Noch mal in die Wüste. Der Wetterbericht verspricht wenig bis gar keinen Wind. Also auch kein „Sand in der Luft“ Problem.
Sehr gut!
Wie schon bei der Anfahrt nach MERZOUGA (N13) handelt es sich bei der N9, die von ZAGORA nach M’HAMID führt um eine Sackgasse, die irgendwo in der Wüste, dicht an der Grenze zu ALGERIEN einfach endet. Das bedeutet: Wenn man da runter fährt, muss man auch wieder den gleichen Weg zurück fahren.
Ist halt so.
Der Wunsch nach M’HAMID zu fahren wurde durch die Kommentare bei PARK4NIGHT zu einem Camperstop am Wüstenrand der SAHARA geweckt.
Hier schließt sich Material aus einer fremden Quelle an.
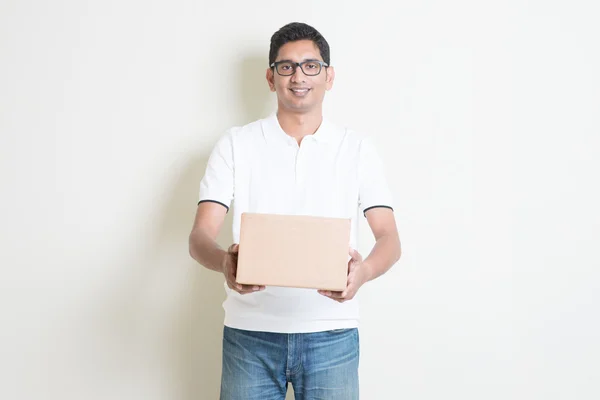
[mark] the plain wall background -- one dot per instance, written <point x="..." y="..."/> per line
<point x="486" y="116"/>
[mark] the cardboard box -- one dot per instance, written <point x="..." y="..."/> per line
<point x="293" y="251"/>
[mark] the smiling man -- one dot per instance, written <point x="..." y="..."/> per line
<point x="294" y="162"/>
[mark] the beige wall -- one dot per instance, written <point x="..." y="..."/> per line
<point x="485" y="115"/>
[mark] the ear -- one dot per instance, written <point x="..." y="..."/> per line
<point x="270" y="79"/>
<point x="330" y="76"/>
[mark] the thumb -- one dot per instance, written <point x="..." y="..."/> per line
<point x="234" y="248"/>
<point x="355" y="255"/>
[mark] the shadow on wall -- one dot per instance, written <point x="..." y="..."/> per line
<point x="199" y="323"/>
<point x="157" y="327"/>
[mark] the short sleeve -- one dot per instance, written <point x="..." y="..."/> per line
<point x="373" y="186"/>
<point x="217" y="183"/>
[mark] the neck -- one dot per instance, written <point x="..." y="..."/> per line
<point x="298" y="125"/>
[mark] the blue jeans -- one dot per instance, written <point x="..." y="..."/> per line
<point x="259" y="365"/>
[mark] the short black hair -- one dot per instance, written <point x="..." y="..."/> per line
<point x="295" y="31"/>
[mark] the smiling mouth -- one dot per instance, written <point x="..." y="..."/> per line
<point x="300" y="91"/>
Durchweg so gute, so besondere Bewertungen, das muss dann wohl schon ein ganz besonderer Ort sein.
Also einfach mal ansehen!
Die Fahrt wie üblich einsam und heiß. Erst als wir M’HAMID näher kommen wird die Landschaft noch karger und eintöniger. Die Dörfer, die wir durchfahren und schließlich auch M’HAMID selbst wirken sehr, sehr arm und wirklich heruntergekommen. Die Hauptstraße ist mit tiefen Schlaglöchern durchsetzt, man muss als Fahrer schon ganz schön aufpassen. Auch wegen der vielen Menschen auf der Straße.
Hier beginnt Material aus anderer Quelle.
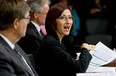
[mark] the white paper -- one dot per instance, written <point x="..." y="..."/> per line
<point x="100" y="69"/>
<point x="97" y="74"/>
<point x="102" y="55"/>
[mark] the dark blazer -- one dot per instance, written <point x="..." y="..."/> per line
<point x="10" y="64"/>
<point x="31" y="42"/>
<point x="54" y="60"/>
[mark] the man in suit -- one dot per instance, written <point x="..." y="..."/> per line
<point x="14" y="17"/>
<point x="31" y="42"/>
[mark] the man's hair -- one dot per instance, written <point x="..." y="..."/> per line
<point x="37" y="5"/>
<point x="11" y="10"/>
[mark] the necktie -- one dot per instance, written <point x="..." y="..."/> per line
<point x="23" y="60"/>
Zum Glück kennt das NAVI die letzten vier Kilometer Sand/Schotterpiste, die zu dem CAMP BIVOUAC HASSI SAMARA führt. Obwohl die Piste sehr viele verschiedene Fahrspuren aufweist, ist die Hauptroute gut zu erkennen und es gibt keine Orientierungsprobleme.
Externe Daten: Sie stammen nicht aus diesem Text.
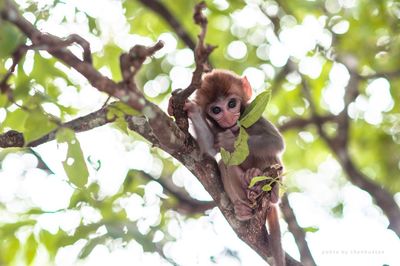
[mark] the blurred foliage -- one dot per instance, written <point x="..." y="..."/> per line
<point x="372" y="40"/>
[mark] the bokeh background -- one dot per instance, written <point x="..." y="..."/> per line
<point x="333" y="69"/>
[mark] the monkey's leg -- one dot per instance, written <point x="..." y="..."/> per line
<point x="275" y="235"/>
<point x="235" y="186"/>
Wir kommen schon kurz nach Mittag an und wecken SAID, den Betreiber, ganz offensichtlich. Was für Außenstehende merkwürdig erscheint, hat durchaus seien Sinn. Zum einen ist immer noch RAMADAN, d.h. von Sonnenaufgang bis Sonnenuntergang nichts Essen und Trinken (!). Tagsüber haben wir hier im Moment 32°C im Schatten. Also werden sämtliche Aktivitäten in den frühen Morgen und den Abend verlegt. Tagsüber wird geruht, wann immer möglich.
SAID begrüßt uns freundlich, sein Hund KIWI und seine Katze DIZZI auch. Er kocht schnell einen Begrüßungstee und wir plaudern ein wenig. Schnell stellt sich heraus, das SAID der bisher coolste Marokkaner ist, den wir bisher getroffen haben. Cool im Sinne von entspannt, freundlich, aufmerksam und sehr klug.
Auch hier kann man eine Wüstentour buchen, aber eine große. Zum einen sei die Sandwüste hier viel größer als in MERZOUGA, die höchste Sanddüne der SAHARA, die ERG CHIGAGGA (250 Meter) sei das Ziel. Ca. 50 Kilometer von hier. Mit dem Dromedar. 3 Tage hin, 2 zurück. Erster Tag zu Fuß, weil die Tiere noch voll bepackt mit Zelt und Proviant sind. Jeden Abend campieren in der Wüste, Zelte aufbauen und so. Hört sich echt spannend und besonders an. Mit ca. 250 € pro Person müsse man schon rechnen – nicht viel für so ein großes Programm. Andere Anbieter kurven Hotelgäste in zwei Stunden mit einem Allradjeep zur CHIGAGGA, ein festes Camp gibt es dort auch.
SAID versucht gar nicht erst, uns die Tour zu verkaufen. Sehr zurückhaltend. Sehr angenehm.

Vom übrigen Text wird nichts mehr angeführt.